You have every right to walk away. I wouldn't blame you in the least.
That being said, you may want to encourage GF to have her son evaluated by a adolescent psychiatrist that specializes in personality disorders. She needs to know what she is dealing with and how to deal with it. I say that with some experience.
A very good friend of mine has an adopted son that started showing some worrisome signs at a very young age. They tried many different approaches to correct his behavior, but nothing worked. I kept telling her she needed to have him professionally evaluated.
After the bad behavior continued for several years, my friend finally broke down and had her DS evaluated. He was a tween at the time. Some psychiatrists are reluctant to diagnose psychopathy (anti-social personality disorder) in adolescents and it often falls under oppositional/defiant disorder. This is seen as a potential precursor to full blown anti-social PD as an adult.
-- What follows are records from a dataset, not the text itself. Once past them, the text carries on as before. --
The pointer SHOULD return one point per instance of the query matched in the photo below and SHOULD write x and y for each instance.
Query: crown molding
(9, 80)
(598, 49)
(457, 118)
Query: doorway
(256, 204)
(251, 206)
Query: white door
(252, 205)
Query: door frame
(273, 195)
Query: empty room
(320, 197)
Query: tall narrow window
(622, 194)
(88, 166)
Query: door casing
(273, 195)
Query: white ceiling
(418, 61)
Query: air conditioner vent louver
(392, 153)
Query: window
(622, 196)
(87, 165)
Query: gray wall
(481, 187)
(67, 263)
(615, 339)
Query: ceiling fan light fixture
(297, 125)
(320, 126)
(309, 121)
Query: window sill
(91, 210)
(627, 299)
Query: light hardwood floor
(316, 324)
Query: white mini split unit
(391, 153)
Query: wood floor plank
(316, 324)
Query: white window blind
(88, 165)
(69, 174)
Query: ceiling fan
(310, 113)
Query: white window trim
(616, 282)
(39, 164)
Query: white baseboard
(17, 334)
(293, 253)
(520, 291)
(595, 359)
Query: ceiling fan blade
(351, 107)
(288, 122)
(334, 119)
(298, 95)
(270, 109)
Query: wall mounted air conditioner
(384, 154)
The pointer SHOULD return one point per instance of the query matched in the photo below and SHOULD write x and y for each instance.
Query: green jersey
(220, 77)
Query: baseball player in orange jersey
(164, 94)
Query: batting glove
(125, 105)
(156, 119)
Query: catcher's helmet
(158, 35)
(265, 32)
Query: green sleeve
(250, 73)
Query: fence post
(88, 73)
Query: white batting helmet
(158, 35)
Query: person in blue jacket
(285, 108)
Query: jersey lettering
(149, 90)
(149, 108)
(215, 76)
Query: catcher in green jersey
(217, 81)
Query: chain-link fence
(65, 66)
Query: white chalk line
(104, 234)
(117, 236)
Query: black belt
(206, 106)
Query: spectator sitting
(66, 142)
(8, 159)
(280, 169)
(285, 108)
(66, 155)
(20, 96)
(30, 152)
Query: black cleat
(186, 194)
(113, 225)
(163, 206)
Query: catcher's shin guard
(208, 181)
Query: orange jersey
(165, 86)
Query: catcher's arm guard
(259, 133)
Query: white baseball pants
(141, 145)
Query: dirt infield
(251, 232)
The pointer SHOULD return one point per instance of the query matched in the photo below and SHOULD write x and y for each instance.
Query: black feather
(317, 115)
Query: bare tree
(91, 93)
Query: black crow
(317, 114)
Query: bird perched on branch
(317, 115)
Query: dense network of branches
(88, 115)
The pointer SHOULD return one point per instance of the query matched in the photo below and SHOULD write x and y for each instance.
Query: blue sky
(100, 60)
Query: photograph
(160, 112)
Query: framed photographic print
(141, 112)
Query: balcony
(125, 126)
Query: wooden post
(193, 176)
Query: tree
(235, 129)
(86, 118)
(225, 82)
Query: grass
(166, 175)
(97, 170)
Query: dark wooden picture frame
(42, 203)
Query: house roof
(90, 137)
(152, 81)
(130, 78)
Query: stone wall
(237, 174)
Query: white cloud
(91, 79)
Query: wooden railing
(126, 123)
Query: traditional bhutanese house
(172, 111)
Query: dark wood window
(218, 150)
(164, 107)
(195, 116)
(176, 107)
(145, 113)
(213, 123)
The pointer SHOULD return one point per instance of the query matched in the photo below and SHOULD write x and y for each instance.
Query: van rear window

There's a lot of debate about adolescent/adult psychopathy, and whether it can change over time (interesting article about this by Lynam, Charnigo, Moffitt, Raine, Loeber, and Stouthamer-Loeber, 2009, titled The Stability of Psychopathy Across Adolescence).
My friend's DS was formally diagnosed with oppositional/defiant disorder, and the psychiatrist that made the diagnosis told the parents that he expects to see it escalate over time and DS will likely be formally diagnosed with Anti-Social PD (Psychopathy) as an adult. He specifically told them their best hope was to just get him graduated from high school without getting arrested. He then gave them some guidance in dealing with him, at least to the extent possible. This child is a mess, and does some really scary stuff. BUT, at least they know what they are dealing with and can reach out to resources for help and support. At this point (he's 13 now), they are dealing with it a day/issue at a time (and they've got four other children as well).
That's why I say, before you walk away, since you have a 3 year history with her, talk to her to seek help with her son. She is going to need it whether you are in the picture or not.
I'm sorry you (and your GF) are having to deal with this. Watching my friend deal with this for the past ten years I've seen what I consider to be a brutal task in parenting for them.